The Maritime Continent topographic features strongly affect both the demarcation of the boreal summer and winter monsoon regimes and the asymmetric seasonal marches during the transition seasons. In the western part of the region, the complex interactions that lead to variability in deep convection are primarily controlled by the cold surges and the synoptic-scale Borneo vortex. The Madden–Julian oscillation (MJO) reduces the frequency of weaker surges through an interference with their structure. It also influences convection, particularly on the diurnal cycle and when synoptic activities are weak. When both surges and the Borneo vortex are present, interactions between these circulations with the terrain can cause the strongest convection, which has included Typhoon Vamei (2001), which is the only observed tropical cyclone that developed within 1.5° of the equator.

The cold surges are driven by midlatitude pressure rises associated with the movement of the Siberian high. Rapid strengthening of surge northeasterly winds can be explained as the tropical response via a geostrophic adjustment process to the pressure forcing in the form of an equatorial Rossby wave group. Dispersion of meridional modes leads to a northeast–southwest orientation that allows the surge to stream downstream through the similarly oriented South China Sea. This evolution leads to a cross-equatorial return flow and a cyclonic circulation at the equator, and thus a mechanism for equatorial cyclogenesis. Although the narrow width of the southern South China Sea facilitates strengthening of the cold surge, it also severely restricts the likelihood of cyclone development so that Vamei remains to be the only typhoon observed in the equatorial South China Sea.
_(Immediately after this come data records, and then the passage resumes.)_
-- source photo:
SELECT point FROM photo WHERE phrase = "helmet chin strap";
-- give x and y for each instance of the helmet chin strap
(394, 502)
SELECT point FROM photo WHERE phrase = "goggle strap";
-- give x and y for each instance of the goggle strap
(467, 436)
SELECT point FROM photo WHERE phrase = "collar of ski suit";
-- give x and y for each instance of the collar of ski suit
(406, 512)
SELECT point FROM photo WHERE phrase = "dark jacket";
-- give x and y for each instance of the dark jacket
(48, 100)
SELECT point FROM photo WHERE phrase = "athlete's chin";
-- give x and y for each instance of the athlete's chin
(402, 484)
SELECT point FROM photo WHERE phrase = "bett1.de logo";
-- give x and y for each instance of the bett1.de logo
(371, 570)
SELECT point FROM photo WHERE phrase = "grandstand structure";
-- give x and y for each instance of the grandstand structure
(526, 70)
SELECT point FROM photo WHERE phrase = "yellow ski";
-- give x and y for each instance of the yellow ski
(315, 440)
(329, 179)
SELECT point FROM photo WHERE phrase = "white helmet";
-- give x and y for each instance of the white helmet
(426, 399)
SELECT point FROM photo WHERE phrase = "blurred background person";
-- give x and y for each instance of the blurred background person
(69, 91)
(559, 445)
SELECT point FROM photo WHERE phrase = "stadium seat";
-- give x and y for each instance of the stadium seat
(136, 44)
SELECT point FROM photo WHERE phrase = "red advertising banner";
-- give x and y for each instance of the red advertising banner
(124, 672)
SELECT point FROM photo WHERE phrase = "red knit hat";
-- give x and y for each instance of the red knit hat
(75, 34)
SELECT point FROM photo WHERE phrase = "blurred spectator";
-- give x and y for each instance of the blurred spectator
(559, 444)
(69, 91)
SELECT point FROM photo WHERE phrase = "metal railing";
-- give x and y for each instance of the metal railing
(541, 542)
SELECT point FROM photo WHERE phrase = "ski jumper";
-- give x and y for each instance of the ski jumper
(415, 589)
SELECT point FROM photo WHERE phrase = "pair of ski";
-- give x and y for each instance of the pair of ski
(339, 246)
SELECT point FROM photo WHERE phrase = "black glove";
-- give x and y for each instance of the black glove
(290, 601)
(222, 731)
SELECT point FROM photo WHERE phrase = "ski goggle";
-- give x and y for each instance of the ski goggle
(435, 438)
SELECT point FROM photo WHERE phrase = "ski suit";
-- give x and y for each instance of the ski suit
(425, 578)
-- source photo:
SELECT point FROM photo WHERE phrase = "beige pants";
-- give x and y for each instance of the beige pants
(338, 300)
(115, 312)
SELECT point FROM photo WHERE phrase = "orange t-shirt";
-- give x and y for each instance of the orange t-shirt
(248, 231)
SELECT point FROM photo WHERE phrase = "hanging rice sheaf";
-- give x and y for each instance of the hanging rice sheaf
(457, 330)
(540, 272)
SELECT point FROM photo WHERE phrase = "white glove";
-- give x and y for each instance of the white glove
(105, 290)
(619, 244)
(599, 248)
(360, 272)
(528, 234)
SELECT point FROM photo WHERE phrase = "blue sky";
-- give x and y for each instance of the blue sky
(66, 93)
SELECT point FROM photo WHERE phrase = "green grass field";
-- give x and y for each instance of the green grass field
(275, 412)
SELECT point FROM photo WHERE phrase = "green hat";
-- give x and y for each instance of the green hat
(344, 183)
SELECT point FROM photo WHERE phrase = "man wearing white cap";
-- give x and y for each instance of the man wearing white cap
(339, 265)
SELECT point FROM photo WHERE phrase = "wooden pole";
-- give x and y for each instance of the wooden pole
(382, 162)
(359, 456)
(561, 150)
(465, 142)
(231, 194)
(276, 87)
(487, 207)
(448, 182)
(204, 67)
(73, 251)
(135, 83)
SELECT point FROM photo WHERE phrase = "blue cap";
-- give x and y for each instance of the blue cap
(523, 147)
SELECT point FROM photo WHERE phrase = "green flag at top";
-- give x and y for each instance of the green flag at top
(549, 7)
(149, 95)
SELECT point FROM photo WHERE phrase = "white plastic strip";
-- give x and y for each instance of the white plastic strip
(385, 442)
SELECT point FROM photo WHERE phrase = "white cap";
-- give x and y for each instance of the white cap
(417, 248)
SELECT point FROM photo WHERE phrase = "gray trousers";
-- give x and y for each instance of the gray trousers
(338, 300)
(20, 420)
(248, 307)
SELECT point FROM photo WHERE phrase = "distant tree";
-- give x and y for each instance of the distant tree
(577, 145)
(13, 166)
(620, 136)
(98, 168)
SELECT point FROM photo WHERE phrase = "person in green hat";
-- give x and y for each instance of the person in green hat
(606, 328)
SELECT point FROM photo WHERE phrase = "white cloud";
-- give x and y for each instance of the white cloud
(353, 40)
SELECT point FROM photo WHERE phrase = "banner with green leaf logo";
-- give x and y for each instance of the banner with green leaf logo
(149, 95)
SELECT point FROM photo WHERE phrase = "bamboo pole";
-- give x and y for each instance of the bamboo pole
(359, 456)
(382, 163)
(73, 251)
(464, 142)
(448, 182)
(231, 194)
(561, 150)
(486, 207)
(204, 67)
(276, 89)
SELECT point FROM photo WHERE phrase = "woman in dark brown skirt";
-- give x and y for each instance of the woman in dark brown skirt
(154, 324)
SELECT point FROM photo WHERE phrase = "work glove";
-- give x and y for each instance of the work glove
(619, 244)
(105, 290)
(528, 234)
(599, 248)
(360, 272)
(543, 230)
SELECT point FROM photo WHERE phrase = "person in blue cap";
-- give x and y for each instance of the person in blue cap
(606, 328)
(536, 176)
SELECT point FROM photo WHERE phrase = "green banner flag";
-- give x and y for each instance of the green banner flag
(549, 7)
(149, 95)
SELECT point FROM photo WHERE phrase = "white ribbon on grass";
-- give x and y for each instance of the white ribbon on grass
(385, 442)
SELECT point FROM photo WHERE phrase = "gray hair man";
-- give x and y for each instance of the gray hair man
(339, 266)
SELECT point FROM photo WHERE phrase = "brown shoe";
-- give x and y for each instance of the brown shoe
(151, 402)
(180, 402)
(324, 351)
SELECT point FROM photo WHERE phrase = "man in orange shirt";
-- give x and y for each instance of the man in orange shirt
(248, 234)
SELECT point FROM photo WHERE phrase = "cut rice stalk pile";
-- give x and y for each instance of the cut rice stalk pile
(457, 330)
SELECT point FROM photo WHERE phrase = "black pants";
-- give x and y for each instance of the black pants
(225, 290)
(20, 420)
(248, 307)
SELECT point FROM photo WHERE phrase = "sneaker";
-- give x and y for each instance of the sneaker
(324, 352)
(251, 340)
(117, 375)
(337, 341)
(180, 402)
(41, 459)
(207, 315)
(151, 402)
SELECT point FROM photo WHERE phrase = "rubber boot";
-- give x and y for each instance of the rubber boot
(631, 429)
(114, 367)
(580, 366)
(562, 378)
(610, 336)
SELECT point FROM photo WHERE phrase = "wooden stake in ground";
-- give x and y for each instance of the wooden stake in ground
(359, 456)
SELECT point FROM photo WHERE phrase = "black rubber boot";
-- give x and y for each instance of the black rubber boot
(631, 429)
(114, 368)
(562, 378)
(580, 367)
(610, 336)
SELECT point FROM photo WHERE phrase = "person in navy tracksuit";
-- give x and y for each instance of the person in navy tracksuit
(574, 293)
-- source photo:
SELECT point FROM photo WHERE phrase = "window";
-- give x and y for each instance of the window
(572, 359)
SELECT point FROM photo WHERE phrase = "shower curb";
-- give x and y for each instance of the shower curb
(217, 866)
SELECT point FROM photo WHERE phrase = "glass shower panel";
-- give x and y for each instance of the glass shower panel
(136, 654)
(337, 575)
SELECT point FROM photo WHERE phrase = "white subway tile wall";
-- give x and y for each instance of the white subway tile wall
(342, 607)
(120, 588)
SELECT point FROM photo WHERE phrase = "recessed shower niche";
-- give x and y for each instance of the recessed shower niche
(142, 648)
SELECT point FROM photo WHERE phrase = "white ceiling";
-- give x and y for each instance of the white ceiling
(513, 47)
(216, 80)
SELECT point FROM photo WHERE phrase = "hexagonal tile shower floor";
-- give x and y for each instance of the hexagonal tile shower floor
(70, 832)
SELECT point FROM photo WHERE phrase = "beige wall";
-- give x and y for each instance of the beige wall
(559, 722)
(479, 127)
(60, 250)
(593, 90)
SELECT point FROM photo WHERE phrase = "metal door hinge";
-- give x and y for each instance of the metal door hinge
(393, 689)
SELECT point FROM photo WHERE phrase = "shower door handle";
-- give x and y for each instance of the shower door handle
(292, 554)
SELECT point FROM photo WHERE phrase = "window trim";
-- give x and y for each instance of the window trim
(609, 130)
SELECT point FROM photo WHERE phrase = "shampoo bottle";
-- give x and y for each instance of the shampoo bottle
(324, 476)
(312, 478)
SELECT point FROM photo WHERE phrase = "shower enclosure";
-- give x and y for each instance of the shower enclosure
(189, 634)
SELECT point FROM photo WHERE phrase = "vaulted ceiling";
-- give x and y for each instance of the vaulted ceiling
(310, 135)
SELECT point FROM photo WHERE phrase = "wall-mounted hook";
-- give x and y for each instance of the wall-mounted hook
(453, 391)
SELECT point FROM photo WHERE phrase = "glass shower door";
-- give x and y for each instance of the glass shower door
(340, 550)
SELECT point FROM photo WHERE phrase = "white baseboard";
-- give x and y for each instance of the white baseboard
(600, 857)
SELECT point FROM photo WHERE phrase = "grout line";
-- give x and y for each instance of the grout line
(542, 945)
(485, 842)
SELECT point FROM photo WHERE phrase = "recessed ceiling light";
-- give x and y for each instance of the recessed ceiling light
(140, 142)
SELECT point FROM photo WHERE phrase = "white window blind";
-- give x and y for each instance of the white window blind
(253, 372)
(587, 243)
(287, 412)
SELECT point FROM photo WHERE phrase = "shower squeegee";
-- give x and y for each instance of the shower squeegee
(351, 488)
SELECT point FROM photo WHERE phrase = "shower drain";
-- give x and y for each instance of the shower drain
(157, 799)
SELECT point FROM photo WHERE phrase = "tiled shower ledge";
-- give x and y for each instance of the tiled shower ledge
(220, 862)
Climate variations from El Niño–Southern Oscillation to climate change may impact the interactions between the large-scale motion and Maritime Continent terrain because they lead to changes in the mean flow. The thermodynamic effects on the interaction between MJO and the monsoon surges and Borneo vortex over the complex terrain also need to be addressed. These and other questions such as any possible changes in the likelihood of equatorial tropical cyclogenesis as a result of climate change are all important areas for future research.